While I did manage to deter paying customers from a restaurant after being shown to a table next to mine.... at 1pm.... and befriend some lovely girls enough to hang around at their place of work while they began their shift.....at 1am... I can promise you that there was someone. somewhere. that was more of a spectacle than I was.
As much as I would have liked to document these animalistic examples, as proof that there are humans that are sub- to my sub-human, that would be of no benefit to anyone but myself so I held back.

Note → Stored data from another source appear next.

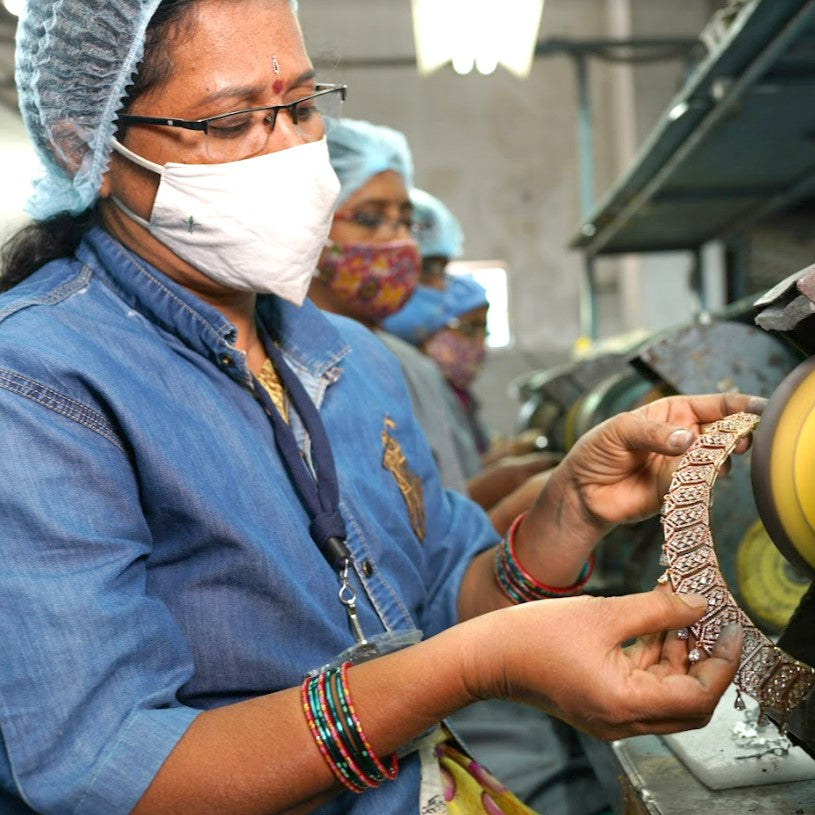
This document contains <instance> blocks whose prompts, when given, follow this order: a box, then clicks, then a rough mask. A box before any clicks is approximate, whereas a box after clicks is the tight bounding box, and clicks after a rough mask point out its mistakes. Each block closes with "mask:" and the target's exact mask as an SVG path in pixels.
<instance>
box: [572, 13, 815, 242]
mask: <svg viewBox="0 0 815 815" xmlns="http://www.w3.org/2000/svg"><path fill="white" fill-rule="evenodd" d="M811 196H815V0H754V1H753V2H752V3H748V4H747V5H746V6H745V7H744V8H743V9H742V11H741V13H740V14H739V16H738V17H737V18H736V20H735V21H734V22H733V24H732V25H731V27H730V28H729V29H728V31H727V34H726V36H725V38H724V39H723V40H722V41H721V42H720V43H719V45H718V46H717V47H716V49H715V50H713V51H712V52H710V53H709V54H708V55H707V57H706V58H705V59H704V60H703V61H702V62H701V63H700V64H699V65H698V66H697V68H696V69H695V70H694V71H693V73H692V74H691V75H690V76H689V77H688V80H687V81H686V82H685V84H684V86H683V88H682V89H681V90H680V92H679V93H678V94H677V95H676V96H675V97H674V99H673V100H672V101H671V103H670V105H669V106H668V108H667V110H666V111H665V113H664V114H663V116H662V117H661V118H660V120H659V122H658V123H657V126H656V128H655V129H654V131H653V132H652V133H651V135H650V136H649V138H648V139H647V140H646V142H645V143H644V145H643V146H642V148H641V150H640V151H639V153H638V155H637V157H636V158H635V160H634V163H633V165H632V167H631V168H630V169H629V170H628V172H627V173H626V174H625V175H624V176H623V177H622V178H621V179H620V180H619V181H618V182H617V183H616V184H615V185H614V186H613V187H612V188H611V189H610V190H609V191H608V193H607V194H606V195H605V196H604V197H603V198H602V199H601V200H600V201H599V202H598V203H597V205H596V206H595V207H594V208H593V209H592V210H591V212H590V214H589V215H588V216H586V218H585V220H584V222H583V223H582V225H581V227H580V230H579V232H578V234H577V235H576V236H575V237H574V238H573V239H572V241H571V244H570V245H571V247H572V248H576V249H581V250H583V251H584V252H585V253H586V254H587V256H596V255H605V254H615V253H622V252H651V251H665V250H687V249H691V250H692V249H698V248H699V247H701V246H702V245H703V244H705V243H706V242H708V241H710V240H715V239H724V240H726V239H727V238H729V237H732V236H734V235H737V234H739V233H740V232H743V231H744V230H746V229H747V228H749V227H750V226H751V225H753V224H755V223H757V222H758V221H759V220H761V219H762V218H765V217H767V216H768V215H771V214H772V213H774V212H778V211H781V210H782V209H784V208H786V207H789V206H791V205H793V204H795V203H797V202H800V201H802V200H803V199H806V198H808V197H811Z"/></svg>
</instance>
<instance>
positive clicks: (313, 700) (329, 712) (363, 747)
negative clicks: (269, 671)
mask: <svg viewBox="0 0 815 815" xmlns="http://www.w3.org/2000/svg"><path fill="white" fill-rule="evenodd" d="M350 664H351V663H350V662H345V663H343V665H342V667H340V668H332V669H330V670H326V671H322V672H321V673H319V674H317V676H309V677H306V679H305V680H304V682H303V684H302V686H301V688H300V698H301V700H302V703H303V711H304V712H305V714H306V721H308V725H309V728H310V729H311V735H312V736H313V737H314V740H315V741H316V742H317V747H319V749H320V753H322V756H323V758H324V759H325V761H326V763H327V764H328V766H329V767H330V768H331V772H333V773H334V775H335V776H336V777H337V779H338V780H339V782H340V783H341V784H342V785H343V786H344V787H345V788H346V789H349V790H351V792H364V791H365V790H367V789H371V788H372V787H378V786H379V785H380V784H381V783H382V782H383V781H384V780H385V779H386V778H387V779H389V780H390V781H393V779H394V778H396V774H397V773H398V772H399V764H398V761H397V758H396V755H395V754H394V755H392V756H391V757H390V761H389V764H390V767H386V766H385V765H384V764H383V763H382V761H381V760H380V759H379V757H378V756H377V754H376V753H375V752H374V750H373V748H372V747H371V745H370V744H369V742H368V739H367V738H366V737H365V733H364V732H363V730H362V725H361V724H360V722H359V719H358V718H357V714H356V712H355V711H354V706H353V704H352V703H351V697H350V694H349V693H348V668H349V666H350Z"/></svg>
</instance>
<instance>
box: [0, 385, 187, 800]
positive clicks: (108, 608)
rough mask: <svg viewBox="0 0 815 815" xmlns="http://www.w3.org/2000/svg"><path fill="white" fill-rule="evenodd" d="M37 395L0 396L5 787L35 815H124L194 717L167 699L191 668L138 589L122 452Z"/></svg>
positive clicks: (175, 692)
mask: <svg viewBox="0 0 815 815" xmlns="http://www.w3.org/2000/svg"><path fill="white" fill-rule="evenodd" d="M32 394H33V396H32ZM42 394H43V391H41V390H40V391H32V392H31V393H30V394H28V395H21V394H20V393H19V392H9V391H8V390H7V389H4V388H0V415H2V416H3V417H4V420H3V453H2V455H1V456H0V507H2V515H3V519H2V531H1V532H0V558H1V559H2V563H3V568H2V569H0V611H2V613H0V641H2V642H3V650H4V657H3V659H2V660H0V729H2V739H3V744H4V747H5V752H6V759H7V762H8V763H7V765H5V766H3V767H0V773H2V774H8V776H9V777H6V778H2V784H3V786H5V787H6V788H7V789H13V790H16V791H17V794H18V795H19V796H20V797H21V798H22V799H23V800H24V801H26V802H27V804H28V805H29V806H31V807H32V808H33V809H35V810H36V811H38V812H43V813H51V812H54V813H56V812H59V813H65V812H77V813H89V814H90V813H94V814H95V813H99V814H100V815H101V813H105V815H110V814H111V813H119V812H122V813H124V812H129V811H130V810H131V809H132V808H133V806H134V805H135V804H136V802H137V801H138V799H139V798H140V797H141V795H142V794H143V792H144V790H145V789H146V787H147V786H148V785H149V783H150V781H151V780H152V778H153V777H154V775H155V774H156V772H157V771H158V769H159V767H160V766H161V764H162V763H163V762H164V760H165V759H166V757H167V755H168V754H169V753H170V751H171V750H172V749H173V747H174V745H175V744H176V743H177V741H178V740H179V739H180V738H181V736H182V735H183V734H184V732H185V731H186V729H187V728H188V727H189V725H190V723H191V722H192V720H193V719H194V718H195V716H196V715H197V713H198V711H196V710H193V709H190V708H186V707H183V706H181V705H180V704H179V703H178V701H177V696H176V695H177V692H178V689H179V688H180V687H181V686H182V685H183V683H184V682H185V681H187V680H188V678H189V677H190V676H191V675H192V672H193V663H192V658H191V655H190V652H189V649H188V647H187V644H186V642H185V640H184V637H183V635H182V632H181V631H180V630H179V628H178V626H177V624H176V623H175V621H174V620H173V618H172V617H171V615H170V614H169V613H168V611H167V609H166V607H165V606H164V605H163V604H162V603H161V602H160V601H158V600H157V599H156V598H155V597H151V595H150V593H149V590H148V585H147V583H148V578H147V573H146V565H145V564H146V561H147V560H148V558H149V555H150V550H151V535H150V531H149V528H148V526H147V524H146V521H145V518H144V516H143V513H142V510H141V507H140V502H139V490H138V483H137V480H136V478H135V476H134V472H133V468H132V467H131V466H130V463H129V460H128V457H127V455H126V454H125V451H124V449H123V447H122V446H119V445H117V444H115V443H114V442H113V441H112V439H113V438H115V436H114V435H112V433H109V432H107V431H106V429H105V422H104V421H103V419H102V417H101V416H98V415H94V413H93V411H92V410H90V409H83V410H79V409H78V407H77V405H76V404H73V405H71V404H69V403H67V402H65V403H62V404H61V403H60V402H59V399H57V398H56V397H54V396H53V394H51V395H49V399H52V400H55V401H52V402H51V404H50V407H48V408H46V407H44V402H46V401H48V400H46V399H44V398H43V397H42ZM60 404H61V407H63V408H65V410H60V409H59V408H60ZM69 409H70V410H69ZM71 411H72V412H71ZM66 414H70V418H69V416H68V415H66Z"/></svg>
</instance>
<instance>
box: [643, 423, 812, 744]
mask: <svg viewBox="0 0 815 815" xmlns="http://www.w3.org/2000/svg"><path fill="white" fill-rule="evenodd" d="M758 422H759V417H758V416H755V415H754V414H752V413H735V414H733V415H732V416H727V417H726V418H724V419H721V420H720V421H718V422H715V423H714V424H712V425H711V426H710V427H709V428H708V429H707V430H706V431H705V432H704V433H702V434H701V435H700V436H699V437H698V438H697V439H696V441H694V443H693V444H692V445H691V446H690V447H689V448H688V450H687V451H686V452H685V454H684V455H683V456H682V457H681V458H680V460H679V464H678V465H677V468H676V471H675V472H674V475H673V478H672V480H671V486H670V488H669V489H668V492H667V494H666V496H665V502H664V504H663V507H662V525H663V530H664V533H665V544H664V546H663V562H664V564H665V565H667V567H668V568H667V571H666V572H665V574H664V575H662V577H660V579H659V582H660V583H670V585H671V587H672V588H673V590H674V591H675V592H677V593H681V594H689V593H697V594H703V595H704V596H705V597H706V598H707V601H708V606H707V611H706V612H705V613H704V615H703V616H702V617H701V619H700V620H699V621H698V622H697V623H695V624H694V625H692V626H690V632H691V634H692V635H693V637H694V641H695V642H694V648H693V649H692V650H691V651H690V652H689V653H688V658H689V659H690V660H691V662H696V661H698V660H699V659H701V658H702V657H703V656H705V655H707V656H709V655H710V653H711V651H712V649H713V646H714V644H715V643H716V640H717V638H718V636H719V632H720V631H721V630H722V627H723V626H725V625H727V624H728V623H732V622H736V623H740V624H741V626H742V629H743V631H744V645H743V648H742V655H741V662H740V664H739V668H738V671H737V672H736V676H735V679H734V684H735V686H736V689H737V697H736V707H737V708H740V709H741V708H743V707H744V701H743V699H742V698H741V693H742V692H743V693H746V694H747V695H748V696H751V697H752V698H753V699H755V700H756V701H757V702H758V703H759V706H760V710H761V714H762V718H763V721H766V714H767V712H768V711H772V712H773V713H775V714H776V715H777V716H778V718H779V719H780V724H779V730H780V731H781V732H782V733H783V732H784V731H785V730H786V722H787V718H788V716H789V713H790V711H791V710H792V709H793V708H795V707H797V706H798V705H799V704H800V703H801V702H802V701H803V700H804V699H805V698H806V697H807V695H808V694H809V692H810V691H811V690H812V688H813V686H815V669H813V668H812V667H810V666H809V665H806V664H804V663H803V662H799V661H798V660H797V659H794V658H793V657H792V656H790V655H789V654H787V653H786V652H784V651H782V650H781V649H780V648H779V647H778V646H776V645H774V644H773V643H772V641H771V640H770V639H769V638H768V637H767V636H766V635H765V634H764V633H763V632H762V631H760V630H759V629H758V628H756V626H755V625H754V624H753V622H752V621H751V620H750V618H749V617H748V616H747V615H746V614H745V613H744V611H742V610H741V609H740V608H739V607H738V605H737V604H736V601H735V599H734V598H733V595H732V594H731V593H730V590H729V589H728V588H727V585H726V583H725V581H724V578H723V577H722V574H721V570H720V568H719V562H718V559H717V558H716V552H715V550H714V547H713V534H712V532H711V530H710V501H711V492H712V490H713V485H714V483H715V481H716V476H717V475H718V472H719V468H720V467H721V466H722V465H723V464H724V463H725V462H726V461H727V458H728V456H729V455H730V454H731V453H732V452H733V450H734V449H735V447H736V444H737V443H738V442H739V440H740V439H742V438H744V437H745V436H747V435H748V434H749V433H751V432H752V431H753V430H754V429H755V427H756V425H757V424H758Z"/></svg>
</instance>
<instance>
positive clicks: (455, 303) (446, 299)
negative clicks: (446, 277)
mask: <svg viewBox="0 0 815 815" xmlns="http://www.w3.org/2000/svg"><path fill="white" fill-rule="evenodd" d="M487 305H489V301H488V300H487V290H486V289H485V288H484V287H483V286H482V285H481V284H480V283H478V282H477V281H476V280H474V279H473V278H472V277H470V276H469V275H450V276H449V277H448V278H447V285H446V286H445V287H444V315H445V324H447V323H449V322H450V321H451V320H455V319H456V318H457V317H461V315H462V314H466V313H467V312H468V311H472V310H473V309H476V308H481V307H482V306H487Z"/></svg>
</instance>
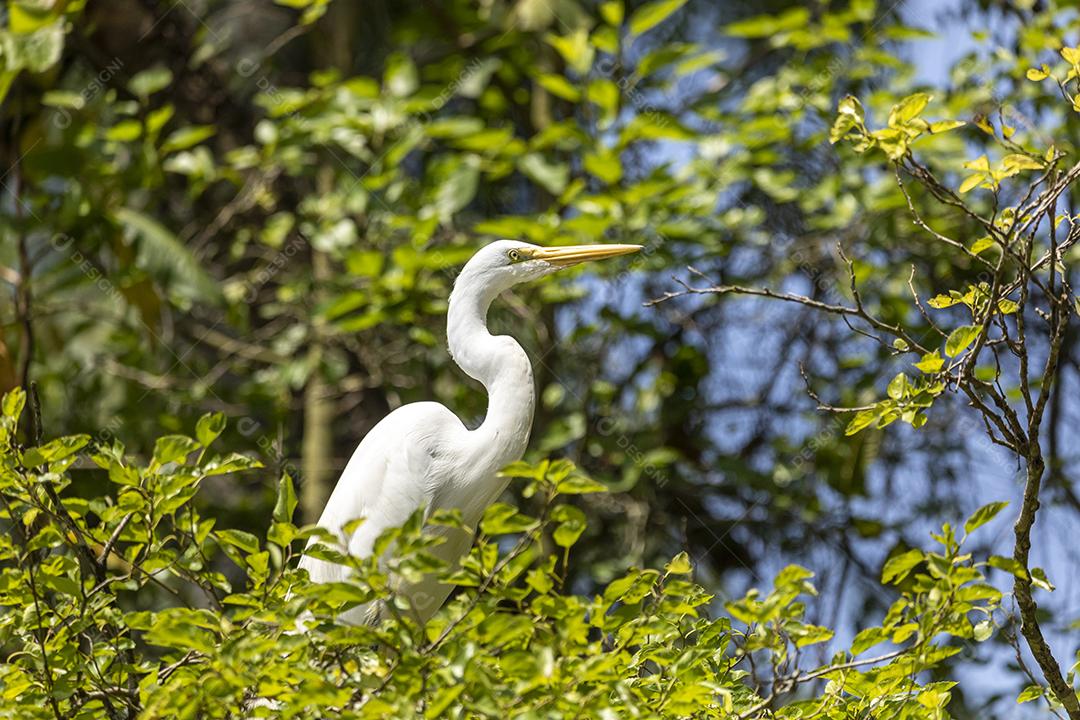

Believe it or not, there was plenty to distract me from the lions and tigers and bears by looking just past Bourbon Street and it's rose-colored Hurricanes. Take this super-mom and her two-toned bun for example. Not only are her pants as spacey as most of Canal St. on the reg, but the fashionistas next to her could give the entire Jolie-Pitt-Holmes-Cruise-Knowles-Carter-etc-etc. clans a run for their money
Clearly I was going for loud statements that weekend as they were much easier to recognize in the mindset I was in than subtle beauty, which brings us to our next group of subjects. While all the hair was mesmerizing the first time I found it at the French Market that day; it was was even more so when I saw the same hair destroying the trumpet at a club the French Quarter later that night.
As I have come to find out, average Joe's and basic bitches will not fare well in Nola. Let your weirdness shine without no inhibitions and remember, there is always someone weirder.